In 1972, the town bought a track machine/bull dozer to work at the landfill. When the landfill closed, it was used to help compost materials brought to the transfer station. Each year, because it was wearing out, it got more costly to operate. It got worn out, but we continued to try and make do. Finally we had to do without. What happened was that composting- a very important environmental operation, either didn't get done or became more expensive for the town to accomplish by hiring outside contractors to haul the material away.
The same flawed mentality existed with the rest of the town's equipment. Trucks were worn out, wouldn't start, dangerous to operate and when we needed them the most, could not perform.
Two years ago in one of our snowstorms, five out of six plows were out of service. We had an antiquated backhoe, which we were using to load salt. When one driver finished using it he had to leave it running unattended until the next driver came because if we turned it off we couldn't get it started again.
We now have some decent equipment to work with.
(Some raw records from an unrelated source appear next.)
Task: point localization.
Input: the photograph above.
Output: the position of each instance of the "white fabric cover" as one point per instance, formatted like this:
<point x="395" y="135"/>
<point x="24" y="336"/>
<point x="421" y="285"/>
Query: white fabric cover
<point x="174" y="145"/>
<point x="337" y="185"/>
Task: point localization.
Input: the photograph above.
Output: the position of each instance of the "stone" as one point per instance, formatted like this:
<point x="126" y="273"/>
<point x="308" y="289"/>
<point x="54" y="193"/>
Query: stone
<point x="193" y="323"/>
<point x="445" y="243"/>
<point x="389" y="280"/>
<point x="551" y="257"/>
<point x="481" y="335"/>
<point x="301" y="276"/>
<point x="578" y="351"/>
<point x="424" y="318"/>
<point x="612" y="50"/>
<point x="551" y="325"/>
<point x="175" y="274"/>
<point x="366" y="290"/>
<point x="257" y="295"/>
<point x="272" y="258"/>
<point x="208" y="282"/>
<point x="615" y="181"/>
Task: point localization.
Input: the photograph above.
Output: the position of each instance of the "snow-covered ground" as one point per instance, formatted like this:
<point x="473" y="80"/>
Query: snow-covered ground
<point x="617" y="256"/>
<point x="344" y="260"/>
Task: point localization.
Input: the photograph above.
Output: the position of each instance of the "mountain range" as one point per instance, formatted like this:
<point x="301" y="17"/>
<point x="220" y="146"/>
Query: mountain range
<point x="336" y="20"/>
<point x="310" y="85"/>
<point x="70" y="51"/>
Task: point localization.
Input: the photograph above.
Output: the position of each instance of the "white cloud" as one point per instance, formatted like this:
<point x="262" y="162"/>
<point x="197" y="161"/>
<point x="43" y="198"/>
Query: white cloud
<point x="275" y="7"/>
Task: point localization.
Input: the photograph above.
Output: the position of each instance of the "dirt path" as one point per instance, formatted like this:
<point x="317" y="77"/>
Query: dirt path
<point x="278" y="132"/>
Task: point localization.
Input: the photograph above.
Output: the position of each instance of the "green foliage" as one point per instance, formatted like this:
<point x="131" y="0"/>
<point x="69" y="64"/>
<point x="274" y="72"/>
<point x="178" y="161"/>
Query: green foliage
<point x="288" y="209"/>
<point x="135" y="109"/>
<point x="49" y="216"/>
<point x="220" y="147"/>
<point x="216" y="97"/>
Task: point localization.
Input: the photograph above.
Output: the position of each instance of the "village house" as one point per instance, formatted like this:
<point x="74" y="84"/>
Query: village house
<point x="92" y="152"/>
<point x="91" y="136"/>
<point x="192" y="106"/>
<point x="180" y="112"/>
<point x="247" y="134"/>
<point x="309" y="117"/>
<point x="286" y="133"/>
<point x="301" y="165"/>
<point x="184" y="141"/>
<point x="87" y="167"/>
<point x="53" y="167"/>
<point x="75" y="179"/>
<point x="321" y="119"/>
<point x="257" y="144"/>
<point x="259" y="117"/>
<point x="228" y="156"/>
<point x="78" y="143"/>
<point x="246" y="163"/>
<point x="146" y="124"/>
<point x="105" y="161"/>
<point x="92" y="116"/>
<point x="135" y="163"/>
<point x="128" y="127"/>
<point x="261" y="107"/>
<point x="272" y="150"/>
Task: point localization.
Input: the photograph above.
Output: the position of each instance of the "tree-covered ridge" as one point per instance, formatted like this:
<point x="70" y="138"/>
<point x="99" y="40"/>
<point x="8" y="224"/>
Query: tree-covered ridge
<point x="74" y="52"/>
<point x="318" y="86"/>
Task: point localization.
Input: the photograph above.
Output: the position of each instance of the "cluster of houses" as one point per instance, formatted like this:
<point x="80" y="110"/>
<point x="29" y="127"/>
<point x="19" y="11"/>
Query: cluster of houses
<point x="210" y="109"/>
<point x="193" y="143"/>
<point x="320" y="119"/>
When it snows, we can plow, we have a new pay loader which enables us to efficiently load our salt trucks, work on our construction projects, move all kinds of material, and ask Harry at the landfill how much easier it is to compost materials with this new piece of equipment.
The town bought a used street sweeper trying to make do and keep expenses down. The result is it never worked properly, and is very expensive to operate. The age of the piece of equipment made it impossible to get parts to keep it running. End result: streets did not get swept. You cannot provide the type of service a community is entitled to with equipment that is worn out, dilapidated or antiquated.
I would also like to take this opportunity to point out to Mr. Willis that in no successful private operation, either on this island or in this country, does any manager operate with the flawed mentality put forth in his letter. UPS, which is the model for all fleet operations nationally and internationally, has been as successful as it is because it operates with a philosophy which is in direct opposite of the negative thinking advocated in Mr. Willis' letter.
Paul Robertson Jamestown Highway Dept.